“…a small one close by…”
The Wetumpka Argus, March 22, 1843, p. 2.
“…violent tempests…thousands of years…”
The Democrat, April 18, 1843, p. 4.
“Anarcha looked up at the great line…”
Although Anarcha’s musings here are wholly speculative, it’s virtually certain—as with the falling stars of 1833—that Anarcha would have seen the great comet of 1843. Not only was the comet seen around the world, the coverage of the event in Alabama newspapers was particularly intense. (The image of the comet printed in the book first appeared in the Illustrated London News in March 1843.)
“…Anarcha’s blood came.”
Although it was common to include the date of first menses in hospital records, the case record of Anarcha in New York City does not specify when Anarcha had her first period. At this point, Anarcha is approximately fifteen years old, and Sims reports her as a seventeen-year-old girl when he facilitates her first birth in 1845. There is little in in the FWP slave narratives about the first menses of young women, but given the many children being born on the Westcott plantation at the time, and the incentive for plantation owners to learn which women were “good breeders,” it follows that planters and overseers would watch for signs that revealed when a woman could bear children.

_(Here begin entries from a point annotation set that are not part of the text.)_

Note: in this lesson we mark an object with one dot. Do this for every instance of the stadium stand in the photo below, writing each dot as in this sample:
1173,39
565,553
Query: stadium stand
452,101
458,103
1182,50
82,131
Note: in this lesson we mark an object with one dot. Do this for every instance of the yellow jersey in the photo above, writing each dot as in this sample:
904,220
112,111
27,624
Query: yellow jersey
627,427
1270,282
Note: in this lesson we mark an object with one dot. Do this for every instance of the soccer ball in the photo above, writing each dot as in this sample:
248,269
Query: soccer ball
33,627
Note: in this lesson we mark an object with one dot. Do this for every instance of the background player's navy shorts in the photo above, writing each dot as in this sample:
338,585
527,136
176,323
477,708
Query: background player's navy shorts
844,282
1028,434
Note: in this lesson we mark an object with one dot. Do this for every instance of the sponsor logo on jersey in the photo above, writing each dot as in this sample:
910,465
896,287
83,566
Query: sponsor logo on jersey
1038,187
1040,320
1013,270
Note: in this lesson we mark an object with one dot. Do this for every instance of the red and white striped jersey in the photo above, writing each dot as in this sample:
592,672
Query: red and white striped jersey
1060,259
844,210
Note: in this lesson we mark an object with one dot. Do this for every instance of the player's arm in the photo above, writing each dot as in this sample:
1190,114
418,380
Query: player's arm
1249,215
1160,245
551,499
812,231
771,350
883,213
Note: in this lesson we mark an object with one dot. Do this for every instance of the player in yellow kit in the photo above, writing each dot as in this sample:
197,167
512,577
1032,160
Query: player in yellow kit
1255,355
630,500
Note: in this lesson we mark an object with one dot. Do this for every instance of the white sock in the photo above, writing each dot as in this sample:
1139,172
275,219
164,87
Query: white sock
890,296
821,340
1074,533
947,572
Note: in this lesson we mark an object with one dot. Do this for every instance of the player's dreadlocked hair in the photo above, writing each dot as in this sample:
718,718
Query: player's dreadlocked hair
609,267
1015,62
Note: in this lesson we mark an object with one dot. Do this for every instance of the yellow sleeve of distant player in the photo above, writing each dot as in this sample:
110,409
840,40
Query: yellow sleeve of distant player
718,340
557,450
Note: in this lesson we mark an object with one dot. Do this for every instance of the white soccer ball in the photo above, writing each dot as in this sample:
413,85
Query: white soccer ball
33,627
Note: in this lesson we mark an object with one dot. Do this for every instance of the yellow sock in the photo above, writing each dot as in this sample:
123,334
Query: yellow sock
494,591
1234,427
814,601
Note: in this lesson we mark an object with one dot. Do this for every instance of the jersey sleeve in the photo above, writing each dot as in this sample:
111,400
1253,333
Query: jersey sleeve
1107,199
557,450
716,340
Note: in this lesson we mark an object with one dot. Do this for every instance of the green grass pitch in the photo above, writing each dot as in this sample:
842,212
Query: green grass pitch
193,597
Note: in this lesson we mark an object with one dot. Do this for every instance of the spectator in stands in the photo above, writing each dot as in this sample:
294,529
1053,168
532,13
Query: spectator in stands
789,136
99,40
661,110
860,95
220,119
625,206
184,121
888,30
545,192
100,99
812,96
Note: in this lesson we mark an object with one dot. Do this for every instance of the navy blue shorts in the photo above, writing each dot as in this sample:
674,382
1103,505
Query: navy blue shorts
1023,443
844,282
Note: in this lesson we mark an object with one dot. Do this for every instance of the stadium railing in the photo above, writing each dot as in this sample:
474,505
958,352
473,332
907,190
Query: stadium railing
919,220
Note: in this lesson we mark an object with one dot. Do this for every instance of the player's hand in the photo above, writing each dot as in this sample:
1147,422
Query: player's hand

Narratives of an unidentified person and Martha Jackson.
Library of Congress. (2018). Slave narratives: A folk history of slavery in the U.S., Georgia Narratives, Vol. 4, p. 361; Alabama Narratives, Vol. 1, p. 36; Arkansas Narratives, Vol. 1, p. 222.
“Some of the field hands…”
There is no evidence of either the attention, or lack thereof, that Anarcha received from enslaved men on the Westcott plantation, but this is consistent with the experience of young women as described in the FWP slave narratives. Regardless of how Anarcha was eventually impregnated for the first time, it is logical and consistent with the record that she would have drawn the attention of young men.